Homeschool,  Narration,  Notebooking

Links for getting started with Notebooking


I have been getting so many messages asking me for more information about Notebooking.  I do plan to follow up with more posts about how we implement Notebooking into our homeschool, but I also wanted to share some links that I have found very helpful.  The majority of these links are from Productive Homeschooling because I honestly find the site to be one of the BEST sites for starting with Notebooking, especially if you don’t know anything about Notebooking and are interested in learning what it is all about and why you should even consider using it as a tool in your homeschool.

This is the site that truly inspired me and motivated me to really jump into Notebooking as a daily habit over the past year.   Debra is full of wisdom and inspiration!

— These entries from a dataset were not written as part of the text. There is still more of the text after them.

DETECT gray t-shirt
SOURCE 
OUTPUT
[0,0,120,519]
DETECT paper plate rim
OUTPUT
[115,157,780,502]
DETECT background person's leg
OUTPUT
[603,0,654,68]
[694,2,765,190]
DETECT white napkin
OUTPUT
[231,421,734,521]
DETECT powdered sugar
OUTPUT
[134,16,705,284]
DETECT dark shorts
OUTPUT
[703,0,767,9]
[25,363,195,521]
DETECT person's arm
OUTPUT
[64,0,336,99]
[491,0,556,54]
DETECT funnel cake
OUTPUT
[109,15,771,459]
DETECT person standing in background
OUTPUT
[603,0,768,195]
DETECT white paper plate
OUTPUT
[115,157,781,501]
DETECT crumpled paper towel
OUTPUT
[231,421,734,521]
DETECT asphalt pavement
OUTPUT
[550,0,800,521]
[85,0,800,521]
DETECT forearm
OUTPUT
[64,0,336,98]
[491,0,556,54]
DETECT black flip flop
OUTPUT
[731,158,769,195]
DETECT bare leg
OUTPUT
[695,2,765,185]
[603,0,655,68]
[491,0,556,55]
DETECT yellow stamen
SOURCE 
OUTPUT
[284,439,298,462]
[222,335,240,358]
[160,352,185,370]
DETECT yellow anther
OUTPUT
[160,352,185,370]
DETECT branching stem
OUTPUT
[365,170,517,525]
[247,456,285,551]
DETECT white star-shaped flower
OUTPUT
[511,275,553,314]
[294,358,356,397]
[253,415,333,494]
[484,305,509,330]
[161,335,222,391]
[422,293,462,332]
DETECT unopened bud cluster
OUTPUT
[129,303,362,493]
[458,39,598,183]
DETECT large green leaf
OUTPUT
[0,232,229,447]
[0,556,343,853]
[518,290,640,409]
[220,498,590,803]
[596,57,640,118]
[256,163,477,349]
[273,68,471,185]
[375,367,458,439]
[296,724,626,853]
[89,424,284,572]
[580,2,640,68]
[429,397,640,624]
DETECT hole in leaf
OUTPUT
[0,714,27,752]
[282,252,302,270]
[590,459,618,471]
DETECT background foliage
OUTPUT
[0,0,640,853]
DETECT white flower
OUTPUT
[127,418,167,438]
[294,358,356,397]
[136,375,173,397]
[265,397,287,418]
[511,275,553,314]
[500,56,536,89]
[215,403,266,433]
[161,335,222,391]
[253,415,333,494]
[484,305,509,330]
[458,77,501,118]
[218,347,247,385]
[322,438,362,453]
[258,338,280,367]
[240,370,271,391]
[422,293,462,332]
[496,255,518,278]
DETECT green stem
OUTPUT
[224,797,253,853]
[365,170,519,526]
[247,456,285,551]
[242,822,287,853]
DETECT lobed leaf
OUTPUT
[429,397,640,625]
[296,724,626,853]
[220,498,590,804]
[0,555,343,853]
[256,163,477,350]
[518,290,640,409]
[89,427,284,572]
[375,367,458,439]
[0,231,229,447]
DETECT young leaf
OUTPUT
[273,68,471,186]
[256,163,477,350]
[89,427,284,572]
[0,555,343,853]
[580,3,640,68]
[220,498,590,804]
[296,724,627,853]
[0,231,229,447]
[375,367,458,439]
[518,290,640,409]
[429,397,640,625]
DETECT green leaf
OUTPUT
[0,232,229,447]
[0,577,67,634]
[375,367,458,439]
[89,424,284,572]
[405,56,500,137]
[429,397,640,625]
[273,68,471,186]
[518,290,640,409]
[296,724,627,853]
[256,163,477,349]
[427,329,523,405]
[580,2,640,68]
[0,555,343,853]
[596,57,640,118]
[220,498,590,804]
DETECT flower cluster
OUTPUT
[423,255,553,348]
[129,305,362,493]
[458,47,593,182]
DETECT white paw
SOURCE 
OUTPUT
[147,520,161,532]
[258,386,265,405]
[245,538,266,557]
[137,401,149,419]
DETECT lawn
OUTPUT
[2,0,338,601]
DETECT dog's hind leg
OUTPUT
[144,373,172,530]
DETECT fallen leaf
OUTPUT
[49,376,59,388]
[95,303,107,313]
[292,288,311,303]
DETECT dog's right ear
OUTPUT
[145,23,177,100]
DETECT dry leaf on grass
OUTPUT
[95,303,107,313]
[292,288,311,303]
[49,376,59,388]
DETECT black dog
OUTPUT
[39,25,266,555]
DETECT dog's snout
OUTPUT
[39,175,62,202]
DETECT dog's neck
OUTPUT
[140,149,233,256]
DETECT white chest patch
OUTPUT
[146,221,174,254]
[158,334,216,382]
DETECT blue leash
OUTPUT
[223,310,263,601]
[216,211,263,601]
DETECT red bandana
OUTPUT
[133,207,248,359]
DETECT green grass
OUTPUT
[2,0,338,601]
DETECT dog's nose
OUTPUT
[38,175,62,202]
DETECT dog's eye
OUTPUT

Here are some of my own Notebooking Posts:

Simplifying and Enriching our Homeschool with Notebooking -Part 1

Simplifying and Enriching our Homeschool with Notebooking -Part 2

Spiral-bound Notebooks for Planning


And here are some of my favorite links for getting motivated, starting, and continuing with Notebooking from Productive…

Debra shares very candidly about her homeschool journey and how she came upon Notebooking through a video right here.  She talks about why the combination of Narration and Notebooking unleashes such a wonderful relational, memorable learning experience.  This is such a beautiful way to share what children/teens are learning in their studies.  Notebooking is not new.  This is a timeless habit of recording narrations.  Love how Debra encourages us in this video…

If you are feeling tired, burned out, exhausted of the grind of homeschool curriculums and methods that aren’t really working – this is for you.  These are some super inspiring words from a Mama of 10 who has tried everything.



The WHY of Narration and Notebooking:

Are you experiencing burn-out?  Has homeschooling become more of a chore than something you enjoy with your children?  I love how Debra expresses the transparent truth so many of us live – homeschooling is HARD but there is hope.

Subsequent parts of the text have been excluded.